DeepSeek-R1

Introduction

The DeepSeek-R1 series introduces innovative reasoning models: DeepSeek-R1-Zero and DeepSeek-R1. DeepSeek-R1-Zero utilizes large-scale reinforcement learning (RL) without initial supervised fine-tuning (SFT), resulting in impressive reasoning capabilities but with challenges in readability and language consistency. To tackle these issues and enhance performance, DeepSeek-R1 incorporates initial data for RL. DeepSeek-R1 competes with leading models like OpenAI-o1 across math, code, and reasoning tasks and offers open-source availability. Distilled versions based on Llama and Qwen set new benchmarks for dense models.

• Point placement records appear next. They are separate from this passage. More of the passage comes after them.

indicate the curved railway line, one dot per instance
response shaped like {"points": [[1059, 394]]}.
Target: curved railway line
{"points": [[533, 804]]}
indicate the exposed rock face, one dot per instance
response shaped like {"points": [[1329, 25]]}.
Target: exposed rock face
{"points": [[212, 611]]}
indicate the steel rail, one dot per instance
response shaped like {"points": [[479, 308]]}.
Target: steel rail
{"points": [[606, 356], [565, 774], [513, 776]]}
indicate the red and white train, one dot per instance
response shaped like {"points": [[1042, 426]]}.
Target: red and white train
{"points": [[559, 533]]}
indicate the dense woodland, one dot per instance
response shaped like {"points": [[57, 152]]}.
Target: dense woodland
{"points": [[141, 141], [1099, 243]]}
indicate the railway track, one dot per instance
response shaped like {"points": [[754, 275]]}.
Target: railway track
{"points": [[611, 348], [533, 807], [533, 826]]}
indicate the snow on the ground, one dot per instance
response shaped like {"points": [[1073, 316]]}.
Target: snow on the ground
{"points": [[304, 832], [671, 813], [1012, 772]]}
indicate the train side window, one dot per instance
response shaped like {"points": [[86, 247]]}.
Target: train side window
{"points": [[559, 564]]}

For local use, check the Usage Recommendation.

Model Summary

Post-Training: Advanced Reinforcement Learning

By applying RL directly to models, without SFT, DeepSeek-R1-Zero excels in problem-solving and self-reflection, highlighting its potential in the research community. This revolutionary approach proves that reasoning capabilities in large language models (LLMs) can be developed purely through RL, suggesting future advancements.

Distillation: Power in Smaller Models

Our methods demonstrate that larger model reasoning can be distilled into smaller, high-performing models. The open-source nature of DeepSeek-R1 supports ongoing research and model distillation, showcasing remarkable benchmark performance in dense models.

Model Downloads

DeepSeek-R1 Models

Model	Total Params	Activated Params	Context Length	Download
DeepSeek-R1-Zero	671B	37B	128K	Download Link
DeepSeek-R1	671B	37B	128K	Download Link

DeepSeek-R1 models were developed from DeepSeek-V3-Base. Additional architecture details are available in the DeepSeek-V3 repository.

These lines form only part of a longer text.